Questions tagged [lagrange-multiplier]

This tag is for the questions on Lagrange multipliers. The method of Lagrange multipliers (named after Joseph Louis Lagrange) provides a strategy for finding the local maxima and minima of a function subject to equality constraints.

When are Lagrange multipliers useful?

One of the most common problems in calculus is that of finding maxima or minima (in general, "extrema") of a function, but it is often difficult to find a closed form for the function being extremized. Such difficulties often arise when one wishes to maximize or minimize a function subject to fixed outside conditions or constraints. The method of Lagrange multipliers is a powerful tool for solving this class of problems without the need to explicitly solve the conditions and use them to eliminate extra variables.

Put more simply, it's usually not enough to ask, "How do I minimize the aluminum needed to make this can?" (The answer to that is clearly "Make a really, really small can!") You need to ask, "How do I minimize the aluminum while making sure the can will hold $10$ ounces of soup?" Or similarly, "How do I maximize my factory's profit given that I only have $\$15,000$ to invest?" Or to take a more sophisticated example, "How quickly will the roller coaster reach the ground assuming it stays on the track?" In general, Lagrange multipliers are useful when some of the variables in the simplest description of a problem are made redundant by the constraints.

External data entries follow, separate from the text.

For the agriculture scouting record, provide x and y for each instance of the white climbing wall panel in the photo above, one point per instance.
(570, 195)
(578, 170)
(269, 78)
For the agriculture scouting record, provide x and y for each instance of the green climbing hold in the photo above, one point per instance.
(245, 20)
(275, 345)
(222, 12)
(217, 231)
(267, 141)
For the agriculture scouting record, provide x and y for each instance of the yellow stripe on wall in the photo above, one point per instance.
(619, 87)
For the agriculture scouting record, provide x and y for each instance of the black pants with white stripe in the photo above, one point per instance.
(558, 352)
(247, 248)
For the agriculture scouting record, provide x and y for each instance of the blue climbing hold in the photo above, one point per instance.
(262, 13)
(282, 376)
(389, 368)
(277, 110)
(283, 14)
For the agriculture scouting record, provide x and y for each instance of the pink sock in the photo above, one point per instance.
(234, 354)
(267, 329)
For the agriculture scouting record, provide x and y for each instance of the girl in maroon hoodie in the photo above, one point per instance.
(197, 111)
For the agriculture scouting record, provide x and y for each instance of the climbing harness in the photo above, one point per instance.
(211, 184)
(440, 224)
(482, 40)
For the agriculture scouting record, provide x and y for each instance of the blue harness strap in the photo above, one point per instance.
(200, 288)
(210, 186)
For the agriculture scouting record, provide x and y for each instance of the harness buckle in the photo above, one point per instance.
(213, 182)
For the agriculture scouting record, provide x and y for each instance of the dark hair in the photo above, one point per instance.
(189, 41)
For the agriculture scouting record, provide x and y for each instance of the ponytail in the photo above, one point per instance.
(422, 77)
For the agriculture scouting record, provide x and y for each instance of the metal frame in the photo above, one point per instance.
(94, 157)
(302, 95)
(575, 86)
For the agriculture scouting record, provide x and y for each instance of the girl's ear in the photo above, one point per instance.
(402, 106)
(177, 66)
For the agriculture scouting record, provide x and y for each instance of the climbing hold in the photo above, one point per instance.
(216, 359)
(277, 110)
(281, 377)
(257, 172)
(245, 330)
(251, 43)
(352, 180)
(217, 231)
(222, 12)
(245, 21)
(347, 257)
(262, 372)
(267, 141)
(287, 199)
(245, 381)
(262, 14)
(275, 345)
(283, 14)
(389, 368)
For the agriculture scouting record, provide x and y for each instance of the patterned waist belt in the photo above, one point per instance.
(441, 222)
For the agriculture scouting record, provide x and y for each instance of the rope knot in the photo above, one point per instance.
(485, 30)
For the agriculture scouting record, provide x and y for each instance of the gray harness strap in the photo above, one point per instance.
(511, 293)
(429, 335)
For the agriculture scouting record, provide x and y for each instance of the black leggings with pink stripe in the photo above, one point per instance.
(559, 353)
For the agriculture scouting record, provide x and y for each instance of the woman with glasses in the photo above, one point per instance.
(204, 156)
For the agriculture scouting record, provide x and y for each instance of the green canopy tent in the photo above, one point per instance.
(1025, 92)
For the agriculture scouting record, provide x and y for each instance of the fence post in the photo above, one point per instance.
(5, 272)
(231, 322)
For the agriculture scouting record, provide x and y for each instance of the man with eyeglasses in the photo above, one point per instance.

The mathematics of Lagrange multipliers:

To find critical points of a function $f(x, y, z)$ on a level surface $g(x, y, z) = C$ (or subject to the constraint $g(x, y, z) = C$), we must solve the following system of simultaneous equations: $$∇f(x, y, z) = λ∇g(x, y, z)$$ $$g(x, y, z) = C$$ Remembering that $∇f$ and $∇g$ are vectors, we can write this as a collection of four equations in the four unknowns $x, y, z,$ and $λ$ : $$f_x(x, y, z) = λ~g_x(x, y, z)$$ $$f_y(x, y, z) = λ~g_y(x, y, z)$$ $$fz(x, y, z) = λ~g_z(x, y, z)$$ $$g(x, y, z) = C$$ The variable $~λ~$ is a dummy variable called a Lagrange multiplier; we only really care about the values of $x, y,$ and $z$ .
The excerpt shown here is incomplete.